Wajo (Kemenag) – Kepala Kantor Wilayah Kementerian Agama Provinsi Riau, H. Muliardi, menghadiri pembukaan Musabaqah Qira’atil Kutub (MQK) Nasional perdana tahun 2025 yang dirangkaikan dengan pelaksanaan MQK Internasional 2025 di Pesantren As’adiyah, Wajo, Sulawesi Selatan, Kamis (2/10/2025).
Kegiatan akbar ini dibuka secara resmi oleh Menteri Agama RI, Prof. Dr. KH. Nasaruddin Umar, MA. Untuk pertama kalinya, para santri Indonesia berkompetisi membaca kitab kuning bersama delegasi internasional dari tujuh negara ASEAN.
Dalam sambutannya, Menag menegaskan bahwa MQK bukan sekadar ajang perlombaan, melainkan ruang silaturahmi ulama, santri, dan akademisi lintas negara, sekaligus diplomasi budaya pesantren untuk meneguhkan Islam rahmatan lil-‘alamin.
“Tema kita adalah merawat lingkungan dan menebar perdamaian. Isu perubahan iklim dan konflik global menjadi tantangan besar. Jika perang merenggut 67 ribu jiwa per tahun, maka perubahan iklim menelan hingga empat juta korban setiap tahun. Di sinilah peran agama harus hadir,” ungkap Menag.
Menag juga mengajak seluruh peserta untuk menggali ajaran turats dalam melestarikan lingkungan. “Kini saatnya Kemenag mensponsori ekoteologi, yakni kerja sama antara manusia, alam, dan Tuhan,” tambahnya.
Direktur Jenderal Pendidikan Islam, Amien Suyitno, menuturkan bahwa MQK 2025 menghadirkan tiga hal penting: pertama, untuk kali pertama digelar di level internasional dengan melibatkan peserta dari ASEAN; kedua, seluruh proses berbasis digital, mulai dari seleksi hingga penilaian; ketiga, penyelenggaraan ditempatkan di kawasan Indonesia Timur, tepatnya di Pesantren As’adiyah Wajo.

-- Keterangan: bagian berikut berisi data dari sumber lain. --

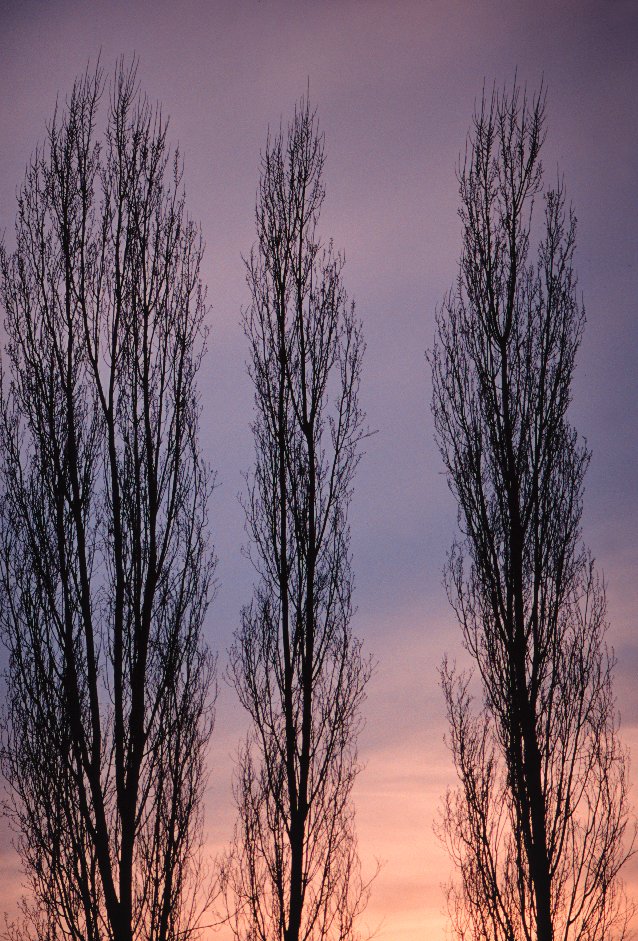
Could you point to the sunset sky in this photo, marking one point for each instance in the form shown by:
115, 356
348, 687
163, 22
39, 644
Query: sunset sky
394, 82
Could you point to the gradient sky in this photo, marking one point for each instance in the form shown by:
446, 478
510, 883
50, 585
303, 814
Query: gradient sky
394, 82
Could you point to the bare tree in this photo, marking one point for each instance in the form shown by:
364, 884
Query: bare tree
105, 567
293, 872
539, 825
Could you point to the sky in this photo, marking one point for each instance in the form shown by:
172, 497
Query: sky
394, 83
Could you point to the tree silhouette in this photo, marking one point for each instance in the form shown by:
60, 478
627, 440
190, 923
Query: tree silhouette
104, 564
293, 872
539, 825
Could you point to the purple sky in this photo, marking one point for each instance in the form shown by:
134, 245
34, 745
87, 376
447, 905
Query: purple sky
394, 83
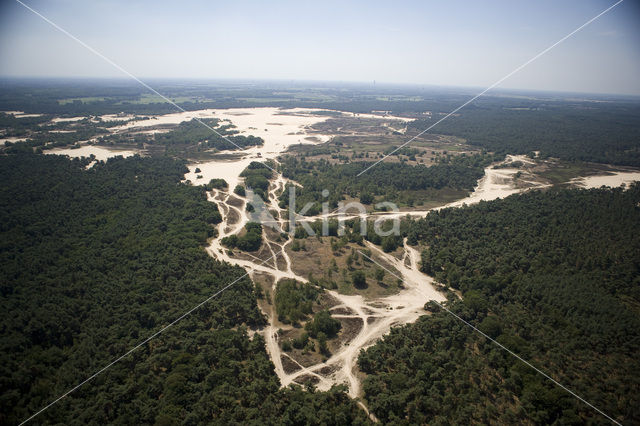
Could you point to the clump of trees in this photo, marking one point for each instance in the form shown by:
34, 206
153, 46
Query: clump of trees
256, 177
251, 240
393, 182
323, 323
294, 301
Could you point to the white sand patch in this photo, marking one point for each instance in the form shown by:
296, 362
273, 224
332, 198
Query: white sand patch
12, 139
66, 119
101, 154
21, 114
278, 128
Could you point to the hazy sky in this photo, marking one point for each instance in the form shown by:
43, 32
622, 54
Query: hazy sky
455, 43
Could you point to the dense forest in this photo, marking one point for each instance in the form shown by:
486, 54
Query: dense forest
392, 182
555, 277
569, 132
95, 261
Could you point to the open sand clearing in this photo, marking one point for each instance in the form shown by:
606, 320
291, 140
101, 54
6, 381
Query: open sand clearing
67, 119
101, 154
278, 128
21, 114
377, 316
3, 141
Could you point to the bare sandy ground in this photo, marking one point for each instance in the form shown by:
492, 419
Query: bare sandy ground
101, 154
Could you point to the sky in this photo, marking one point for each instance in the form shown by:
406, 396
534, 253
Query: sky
446, 43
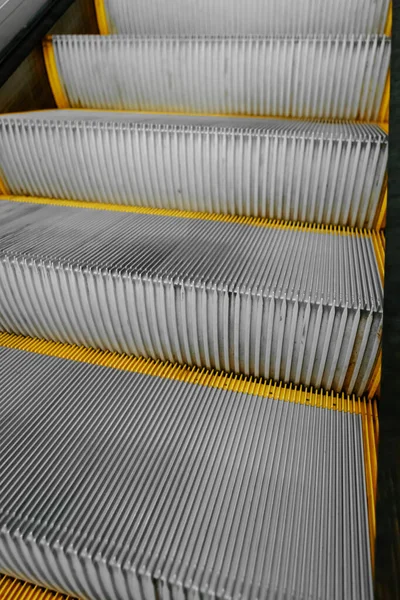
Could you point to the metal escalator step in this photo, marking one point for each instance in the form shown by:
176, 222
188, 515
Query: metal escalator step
323, 77
295, 303
235, 17
131, 485
312, 171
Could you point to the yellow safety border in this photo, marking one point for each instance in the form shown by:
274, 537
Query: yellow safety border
370, 426
380, 222
163, 212
364, 407
3, 187
388, 26
14, 589
63, 102
101, 15
378, 240
384, 110
189, 374
53, 74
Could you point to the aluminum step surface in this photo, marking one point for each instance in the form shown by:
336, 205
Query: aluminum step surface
154, 483
295, 303
321, 172
235, 17
15, 589
332, 77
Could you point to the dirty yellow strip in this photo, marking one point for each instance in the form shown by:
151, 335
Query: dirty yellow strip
388, 26
53, 74
380, 222
374, 386
163, 212
384, 112
101, 17
238, 383
14, 589
370, 437
188, 374
378, 241
3, 188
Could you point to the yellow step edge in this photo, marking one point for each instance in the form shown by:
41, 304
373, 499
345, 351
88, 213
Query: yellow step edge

Acara pembukaan berlangsung meriah dengan suguhan seni budaya Bugis-Makassar. Ribuan masyarakat hadir menyaksikan momen bersejarah ini.
Kakanwil Kemenag Riau, H. Muliardi, menyampaikan apresiasi atas terselenggaranya MQK Nasional sekaligus Internasional perdana ini. Menurutnya, kegiatan ini tidak hanya melatih kemampuan intelektual santri dalam membaca dan memahami kitab kuning, tetapi juga menghidupkan tradisi keilmuan Islam yang berpijak pada nilai-nilai perdamaian dan kelestarian lingkungan.
“30 orang Santri Riau ikut berpartisipasi dalam ajang ini. Kehadiran mereka adalah kebanggaan sekaligus harapan agar generasi muda pesantren mampu tampil di kancah nasional dan internasional, membawa pesan Islam yang damai dan ramah,” ujar Muliardi.
MQK Internasional 2025 diikuti 798 santri semifinalis dari seluruh Indonesia dan 20 peserta dari tujuh negara ASEAN, sementara Thailand dan Filipina hadir sebagai observer. Selain musabaqah, juga digelar kegiatan pendukung seperti Expo Kemandirian Pesantren, Pramuka Santri, Halaqah Internasional, Gerakan Ekoteologi, serta Night Inspiration bersama tokoh nasional dan seniman muda.
Pembukaan MQK ditandai dengan penanaman pohon di halaman Pesantren As’adiyah sebagai simbol komitmen menjaga kelestarian alam.